Screening questions: Ask each client entering the shop the following questions: Have you had a cough? Have you had a fever? Have you been around anyone exhibiting these symptoms within the last 14 days? Are you living with anyone who is sick or quarantined?

Limit people in shops/salons: Salons/shops should consider seeing clients by appointment only. Salons/shops should consider telephonic or online scheduling. Limit the number of people in the waiting area of the salon/shop.

Maintain social distancing: Spacing between people in the salon should be at least 6 feet at all times. Salons/shops should consider additional spacing between booths, divider shields, and/or alternate work schedules.

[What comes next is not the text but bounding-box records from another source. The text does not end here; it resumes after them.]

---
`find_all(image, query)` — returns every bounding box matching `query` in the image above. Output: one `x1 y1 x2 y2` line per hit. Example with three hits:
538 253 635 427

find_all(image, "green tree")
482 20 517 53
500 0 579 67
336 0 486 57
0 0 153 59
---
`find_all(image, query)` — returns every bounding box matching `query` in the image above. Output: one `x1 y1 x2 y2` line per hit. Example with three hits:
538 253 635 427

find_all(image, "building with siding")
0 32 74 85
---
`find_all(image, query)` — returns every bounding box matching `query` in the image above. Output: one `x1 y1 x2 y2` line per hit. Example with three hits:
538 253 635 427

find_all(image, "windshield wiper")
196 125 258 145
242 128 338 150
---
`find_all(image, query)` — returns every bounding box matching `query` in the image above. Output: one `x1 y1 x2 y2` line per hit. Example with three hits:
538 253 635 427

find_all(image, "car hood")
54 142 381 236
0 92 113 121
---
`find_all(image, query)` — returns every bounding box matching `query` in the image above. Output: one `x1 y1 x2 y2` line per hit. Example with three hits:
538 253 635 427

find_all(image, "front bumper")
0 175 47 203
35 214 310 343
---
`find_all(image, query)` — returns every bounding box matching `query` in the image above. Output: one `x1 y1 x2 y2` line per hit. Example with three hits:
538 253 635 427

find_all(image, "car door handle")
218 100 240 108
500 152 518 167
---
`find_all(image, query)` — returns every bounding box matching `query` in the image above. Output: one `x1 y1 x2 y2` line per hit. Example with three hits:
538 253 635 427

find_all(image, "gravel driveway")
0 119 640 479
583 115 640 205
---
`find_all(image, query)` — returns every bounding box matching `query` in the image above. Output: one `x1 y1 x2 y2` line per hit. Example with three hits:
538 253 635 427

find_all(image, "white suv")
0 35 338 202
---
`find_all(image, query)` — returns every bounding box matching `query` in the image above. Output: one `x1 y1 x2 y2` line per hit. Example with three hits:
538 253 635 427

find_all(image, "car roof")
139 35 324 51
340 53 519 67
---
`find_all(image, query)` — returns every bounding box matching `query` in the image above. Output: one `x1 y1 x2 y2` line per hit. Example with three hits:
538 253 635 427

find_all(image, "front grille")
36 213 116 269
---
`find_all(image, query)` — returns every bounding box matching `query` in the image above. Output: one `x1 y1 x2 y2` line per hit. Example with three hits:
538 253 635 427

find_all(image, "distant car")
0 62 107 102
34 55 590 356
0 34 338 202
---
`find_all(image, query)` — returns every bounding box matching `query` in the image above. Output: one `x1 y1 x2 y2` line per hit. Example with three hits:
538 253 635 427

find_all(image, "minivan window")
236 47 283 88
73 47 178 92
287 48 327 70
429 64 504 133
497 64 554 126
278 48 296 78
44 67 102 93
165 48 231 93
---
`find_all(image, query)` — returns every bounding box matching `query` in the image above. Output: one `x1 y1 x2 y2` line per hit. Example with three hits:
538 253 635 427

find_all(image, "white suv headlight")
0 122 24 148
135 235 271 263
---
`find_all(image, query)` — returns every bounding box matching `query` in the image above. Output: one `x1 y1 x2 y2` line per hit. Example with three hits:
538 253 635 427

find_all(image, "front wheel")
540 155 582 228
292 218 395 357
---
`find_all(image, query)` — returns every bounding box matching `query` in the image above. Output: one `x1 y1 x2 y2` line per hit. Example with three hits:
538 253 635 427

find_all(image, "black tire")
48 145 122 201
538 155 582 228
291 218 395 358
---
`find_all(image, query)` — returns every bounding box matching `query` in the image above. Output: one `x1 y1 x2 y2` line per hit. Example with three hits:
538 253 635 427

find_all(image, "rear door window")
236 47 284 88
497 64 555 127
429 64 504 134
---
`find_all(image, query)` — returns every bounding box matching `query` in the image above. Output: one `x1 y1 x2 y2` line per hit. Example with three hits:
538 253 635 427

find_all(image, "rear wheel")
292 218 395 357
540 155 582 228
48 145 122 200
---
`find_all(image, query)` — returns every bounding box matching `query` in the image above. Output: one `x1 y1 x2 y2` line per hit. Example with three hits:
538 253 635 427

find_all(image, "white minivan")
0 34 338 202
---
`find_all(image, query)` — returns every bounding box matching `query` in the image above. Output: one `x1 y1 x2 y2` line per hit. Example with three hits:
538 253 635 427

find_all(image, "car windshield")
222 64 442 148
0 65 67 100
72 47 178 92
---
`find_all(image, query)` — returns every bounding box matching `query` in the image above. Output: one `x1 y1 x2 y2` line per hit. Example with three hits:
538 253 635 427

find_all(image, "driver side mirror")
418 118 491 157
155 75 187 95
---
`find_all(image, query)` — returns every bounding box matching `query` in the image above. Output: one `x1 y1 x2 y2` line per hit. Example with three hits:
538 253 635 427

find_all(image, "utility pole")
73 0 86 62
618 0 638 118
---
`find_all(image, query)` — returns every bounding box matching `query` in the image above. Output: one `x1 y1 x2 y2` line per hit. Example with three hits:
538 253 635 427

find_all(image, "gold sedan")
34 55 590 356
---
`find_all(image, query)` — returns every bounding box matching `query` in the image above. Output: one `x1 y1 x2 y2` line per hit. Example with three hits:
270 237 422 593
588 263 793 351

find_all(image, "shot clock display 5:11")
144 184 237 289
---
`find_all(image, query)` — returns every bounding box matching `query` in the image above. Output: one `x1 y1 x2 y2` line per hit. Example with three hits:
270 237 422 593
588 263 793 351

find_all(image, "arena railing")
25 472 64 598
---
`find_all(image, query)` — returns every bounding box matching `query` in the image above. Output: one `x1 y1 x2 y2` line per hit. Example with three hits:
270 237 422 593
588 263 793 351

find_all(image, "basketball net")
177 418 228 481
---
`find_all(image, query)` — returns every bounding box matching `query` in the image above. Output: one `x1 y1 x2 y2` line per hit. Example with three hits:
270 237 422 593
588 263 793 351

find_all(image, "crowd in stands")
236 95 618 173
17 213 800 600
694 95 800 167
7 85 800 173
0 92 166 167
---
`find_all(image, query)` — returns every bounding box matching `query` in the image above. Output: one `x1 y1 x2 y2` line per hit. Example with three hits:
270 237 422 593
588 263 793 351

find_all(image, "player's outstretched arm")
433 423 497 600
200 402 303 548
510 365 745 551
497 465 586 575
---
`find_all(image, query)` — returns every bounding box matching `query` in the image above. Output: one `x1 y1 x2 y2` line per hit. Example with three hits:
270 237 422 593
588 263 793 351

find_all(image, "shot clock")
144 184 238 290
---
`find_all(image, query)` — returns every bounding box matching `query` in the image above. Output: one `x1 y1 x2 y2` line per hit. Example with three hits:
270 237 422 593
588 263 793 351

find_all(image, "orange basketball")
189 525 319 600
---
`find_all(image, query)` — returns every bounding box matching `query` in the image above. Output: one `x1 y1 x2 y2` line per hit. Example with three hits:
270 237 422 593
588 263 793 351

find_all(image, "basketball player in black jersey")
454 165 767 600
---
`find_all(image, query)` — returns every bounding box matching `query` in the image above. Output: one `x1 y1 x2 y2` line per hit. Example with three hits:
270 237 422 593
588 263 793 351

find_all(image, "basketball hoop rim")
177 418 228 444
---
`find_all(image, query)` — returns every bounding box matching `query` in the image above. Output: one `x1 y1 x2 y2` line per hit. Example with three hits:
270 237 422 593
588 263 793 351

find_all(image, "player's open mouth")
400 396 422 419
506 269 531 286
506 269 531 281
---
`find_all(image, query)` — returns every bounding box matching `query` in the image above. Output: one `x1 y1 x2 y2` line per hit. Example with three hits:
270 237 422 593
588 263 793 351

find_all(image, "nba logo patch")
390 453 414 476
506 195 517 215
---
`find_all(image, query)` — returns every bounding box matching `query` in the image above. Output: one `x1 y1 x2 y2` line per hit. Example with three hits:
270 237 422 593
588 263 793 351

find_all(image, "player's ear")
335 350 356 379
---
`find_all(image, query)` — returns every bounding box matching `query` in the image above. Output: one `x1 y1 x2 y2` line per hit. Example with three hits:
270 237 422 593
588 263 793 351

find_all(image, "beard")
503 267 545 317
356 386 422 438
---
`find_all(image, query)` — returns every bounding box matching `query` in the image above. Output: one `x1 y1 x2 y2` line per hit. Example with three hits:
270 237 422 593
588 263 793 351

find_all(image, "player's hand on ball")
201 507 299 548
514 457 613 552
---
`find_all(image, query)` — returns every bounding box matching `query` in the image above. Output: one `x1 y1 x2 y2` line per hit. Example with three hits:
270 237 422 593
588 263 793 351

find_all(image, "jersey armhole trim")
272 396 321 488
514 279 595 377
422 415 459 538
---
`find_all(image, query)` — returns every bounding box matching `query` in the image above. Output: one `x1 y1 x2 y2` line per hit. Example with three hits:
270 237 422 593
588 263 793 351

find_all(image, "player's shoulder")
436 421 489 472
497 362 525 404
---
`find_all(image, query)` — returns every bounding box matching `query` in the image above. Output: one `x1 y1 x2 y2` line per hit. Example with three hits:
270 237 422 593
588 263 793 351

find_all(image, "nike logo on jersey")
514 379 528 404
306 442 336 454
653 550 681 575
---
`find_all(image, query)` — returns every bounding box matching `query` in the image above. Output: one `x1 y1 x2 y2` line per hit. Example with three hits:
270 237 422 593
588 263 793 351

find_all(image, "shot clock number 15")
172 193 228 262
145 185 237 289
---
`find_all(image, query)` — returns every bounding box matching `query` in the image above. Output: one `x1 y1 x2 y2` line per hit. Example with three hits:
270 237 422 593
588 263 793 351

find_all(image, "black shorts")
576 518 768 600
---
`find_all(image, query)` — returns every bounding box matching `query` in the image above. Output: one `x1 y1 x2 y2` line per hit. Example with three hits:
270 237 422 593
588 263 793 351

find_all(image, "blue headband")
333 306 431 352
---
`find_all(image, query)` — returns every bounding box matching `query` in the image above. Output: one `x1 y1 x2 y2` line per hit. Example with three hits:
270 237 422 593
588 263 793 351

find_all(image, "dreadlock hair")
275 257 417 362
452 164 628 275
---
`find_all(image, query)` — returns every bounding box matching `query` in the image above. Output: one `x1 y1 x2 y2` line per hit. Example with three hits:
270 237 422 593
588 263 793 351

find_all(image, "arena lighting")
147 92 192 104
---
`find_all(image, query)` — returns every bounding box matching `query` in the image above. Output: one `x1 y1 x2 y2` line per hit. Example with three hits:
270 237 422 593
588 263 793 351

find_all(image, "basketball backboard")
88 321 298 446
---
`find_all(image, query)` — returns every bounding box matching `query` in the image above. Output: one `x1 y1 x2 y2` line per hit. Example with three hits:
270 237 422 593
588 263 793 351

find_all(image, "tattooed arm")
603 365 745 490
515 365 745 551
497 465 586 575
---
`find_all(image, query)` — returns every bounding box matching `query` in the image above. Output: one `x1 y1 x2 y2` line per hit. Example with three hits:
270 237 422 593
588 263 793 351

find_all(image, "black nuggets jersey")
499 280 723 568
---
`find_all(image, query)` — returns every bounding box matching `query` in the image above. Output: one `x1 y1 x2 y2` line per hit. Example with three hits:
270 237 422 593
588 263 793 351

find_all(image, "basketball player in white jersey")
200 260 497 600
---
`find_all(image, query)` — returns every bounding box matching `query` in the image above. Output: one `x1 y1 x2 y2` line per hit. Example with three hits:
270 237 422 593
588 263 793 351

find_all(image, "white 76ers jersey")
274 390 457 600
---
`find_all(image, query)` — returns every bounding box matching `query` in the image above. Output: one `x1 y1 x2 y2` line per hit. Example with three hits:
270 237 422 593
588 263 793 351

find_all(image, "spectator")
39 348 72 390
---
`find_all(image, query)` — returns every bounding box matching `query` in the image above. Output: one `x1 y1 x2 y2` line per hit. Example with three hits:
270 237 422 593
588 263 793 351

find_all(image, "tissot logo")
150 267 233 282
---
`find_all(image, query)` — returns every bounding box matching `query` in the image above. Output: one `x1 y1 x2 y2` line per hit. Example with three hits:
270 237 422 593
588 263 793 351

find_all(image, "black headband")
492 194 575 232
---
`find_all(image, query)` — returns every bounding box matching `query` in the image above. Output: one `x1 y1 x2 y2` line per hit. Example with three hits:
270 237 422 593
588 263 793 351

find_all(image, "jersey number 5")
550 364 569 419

Use of Personal Protective Equipment and best practices: Salon/shop employees will be required to wear masks at all times. Salons may want to consider providing masks to clients.

Disinfection: All salons/shops should be thoroughly cleaned and disinfected prior to reopening. Disinfect all surfaces, tools and linens, even if they were cleaned before the salon/shop was closed. Salons/shops should maintain regular disinfection of all tools, shampoo bowls, pedicure bowls, workstations, treatment rooms and restrooms. Additionally, salons/shops should remove all unnecessary items (magazines, newspapers, service menus and any other unnecessary paper products/decor).

Administration: Employees who are sick will be expected to stay home.

“Under our sanitation laws and rules, we are charged with the responsibility of protecting consumers from the spread of contagious diseases every day in our salons,” said Kay Kendrick, chair of the Georgia State Board of Cosmetology and Barbers. “By adding the safety guidelines that have been developed by the board and some of our industry leaders in the cosmetology and barber profession, we feel that our professionals will be able to do an even better job of protecting themselves and their clients.”